Methods: Face-to-face, semi-structured interviews were audio-recorded with a purposive sample
of six paramedic managers working for an NHS ambulance service. The interview guide included
specific questioning on role and identity. The author transcribed these interviews and analysed
them using framework analysis. Ethical approval and informed consent were obtained.
Results: The participants were all clinically-trained managers with responsibility for first-line
management of front line ambulance crews. They discussed their varying roles both implicitly and
explicitly. The roles included: manager, clinician, peer, referrer, ‘adjudicator’, parent figure, ‘the
appropriate person’ and the challenger. They discussed the tensions of managing performance
and providing emotional support to the same staff, including how some managers perceived this
as making staff reluctant to disclose distress. Several participants acknowledged that they were
actively creating narratives from different role perspectives, and that readers of the study would
also judge them against these different roles.

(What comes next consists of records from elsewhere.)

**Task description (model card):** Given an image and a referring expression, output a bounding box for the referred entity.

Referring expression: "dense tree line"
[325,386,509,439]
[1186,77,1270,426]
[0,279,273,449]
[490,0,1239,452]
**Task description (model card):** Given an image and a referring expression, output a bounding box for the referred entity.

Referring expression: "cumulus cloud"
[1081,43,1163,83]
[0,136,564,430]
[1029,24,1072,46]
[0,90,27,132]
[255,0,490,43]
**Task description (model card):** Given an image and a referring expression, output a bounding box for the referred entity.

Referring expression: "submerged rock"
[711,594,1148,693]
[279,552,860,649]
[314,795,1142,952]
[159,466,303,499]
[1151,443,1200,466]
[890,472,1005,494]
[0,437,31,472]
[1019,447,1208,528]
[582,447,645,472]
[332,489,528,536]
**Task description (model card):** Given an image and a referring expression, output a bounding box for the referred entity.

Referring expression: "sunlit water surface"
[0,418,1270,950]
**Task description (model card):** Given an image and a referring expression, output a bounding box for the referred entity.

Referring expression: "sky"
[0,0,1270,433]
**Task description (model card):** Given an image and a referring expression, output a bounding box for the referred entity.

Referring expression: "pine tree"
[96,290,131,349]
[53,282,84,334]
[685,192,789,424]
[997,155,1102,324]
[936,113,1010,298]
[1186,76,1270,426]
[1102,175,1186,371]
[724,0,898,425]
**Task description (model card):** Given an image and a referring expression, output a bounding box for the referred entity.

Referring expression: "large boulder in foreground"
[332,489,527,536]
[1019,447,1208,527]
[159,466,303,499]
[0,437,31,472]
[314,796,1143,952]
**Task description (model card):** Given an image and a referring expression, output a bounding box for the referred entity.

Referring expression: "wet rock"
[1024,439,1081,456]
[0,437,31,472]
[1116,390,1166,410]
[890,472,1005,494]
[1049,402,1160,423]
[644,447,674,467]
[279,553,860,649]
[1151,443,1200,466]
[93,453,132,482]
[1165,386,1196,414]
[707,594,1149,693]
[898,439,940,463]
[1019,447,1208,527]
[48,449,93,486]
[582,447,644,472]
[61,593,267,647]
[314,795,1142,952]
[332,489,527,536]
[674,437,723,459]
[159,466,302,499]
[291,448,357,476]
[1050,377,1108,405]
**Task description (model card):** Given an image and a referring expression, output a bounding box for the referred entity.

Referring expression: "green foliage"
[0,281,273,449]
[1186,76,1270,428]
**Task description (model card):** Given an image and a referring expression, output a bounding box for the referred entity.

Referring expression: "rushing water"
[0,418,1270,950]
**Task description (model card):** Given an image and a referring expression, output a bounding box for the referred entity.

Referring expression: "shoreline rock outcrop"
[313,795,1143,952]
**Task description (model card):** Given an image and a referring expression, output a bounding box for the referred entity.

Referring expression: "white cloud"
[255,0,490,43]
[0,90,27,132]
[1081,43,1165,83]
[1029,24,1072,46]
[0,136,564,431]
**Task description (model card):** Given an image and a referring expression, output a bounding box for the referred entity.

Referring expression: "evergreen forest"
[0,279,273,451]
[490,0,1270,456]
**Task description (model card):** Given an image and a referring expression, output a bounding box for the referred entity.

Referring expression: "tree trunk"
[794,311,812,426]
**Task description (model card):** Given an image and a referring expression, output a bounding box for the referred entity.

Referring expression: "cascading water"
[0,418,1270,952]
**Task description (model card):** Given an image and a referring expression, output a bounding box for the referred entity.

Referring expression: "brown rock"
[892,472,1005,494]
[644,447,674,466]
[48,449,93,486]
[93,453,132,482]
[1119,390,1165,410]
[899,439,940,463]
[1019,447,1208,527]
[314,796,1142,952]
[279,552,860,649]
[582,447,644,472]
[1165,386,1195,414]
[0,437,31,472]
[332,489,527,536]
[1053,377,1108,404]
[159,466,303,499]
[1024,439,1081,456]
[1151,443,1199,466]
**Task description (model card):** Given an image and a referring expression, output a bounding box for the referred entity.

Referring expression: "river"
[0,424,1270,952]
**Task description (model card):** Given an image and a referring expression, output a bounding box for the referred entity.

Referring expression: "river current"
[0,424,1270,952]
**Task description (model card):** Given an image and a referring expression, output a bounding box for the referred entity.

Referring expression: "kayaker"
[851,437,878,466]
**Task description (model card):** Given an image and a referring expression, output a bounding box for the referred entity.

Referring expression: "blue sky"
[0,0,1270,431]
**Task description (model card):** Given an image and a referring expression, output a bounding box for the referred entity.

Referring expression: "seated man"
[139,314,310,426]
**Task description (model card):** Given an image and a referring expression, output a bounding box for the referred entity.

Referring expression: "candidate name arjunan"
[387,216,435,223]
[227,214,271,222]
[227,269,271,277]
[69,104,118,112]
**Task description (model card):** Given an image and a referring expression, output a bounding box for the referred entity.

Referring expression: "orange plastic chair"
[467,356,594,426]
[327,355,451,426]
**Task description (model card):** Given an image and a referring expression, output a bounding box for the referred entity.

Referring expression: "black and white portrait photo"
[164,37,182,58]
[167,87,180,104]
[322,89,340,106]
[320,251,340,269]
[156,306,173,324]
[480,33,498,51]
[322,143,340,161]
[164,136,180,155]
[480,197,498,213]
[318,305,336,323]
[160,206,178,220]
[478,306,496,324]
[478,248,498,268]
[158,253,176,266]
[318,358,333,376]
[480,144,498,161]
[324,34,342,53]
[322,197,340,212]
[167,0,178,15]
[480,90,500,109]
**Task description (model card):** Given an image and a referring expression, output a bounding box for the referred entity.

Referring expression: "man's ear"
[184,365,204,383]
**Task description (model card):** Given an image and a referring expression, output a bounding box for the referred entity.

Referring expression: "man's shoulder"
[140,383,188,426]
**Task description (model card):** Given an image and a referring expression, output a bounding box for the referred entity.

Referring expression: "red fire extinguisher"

Conclusion: This study suggests that ambulance service managers within an NHS trust may feel
conflicted between varying roles, some relating to their professional identities, and some to
work tasks such as performance management and staff support, which may be in tension. Some
respondents felt this could make potentially traumatised staff reluctant to disclose distress,
which has negative implications in a sector where stress and psychological illness is ascribed as
contributing to around 15% of staff sickness. Further research could be conducted into whether
this possible role conflict is seen by front line staff as a barrier to disclosing distress.
Abstract published with permission.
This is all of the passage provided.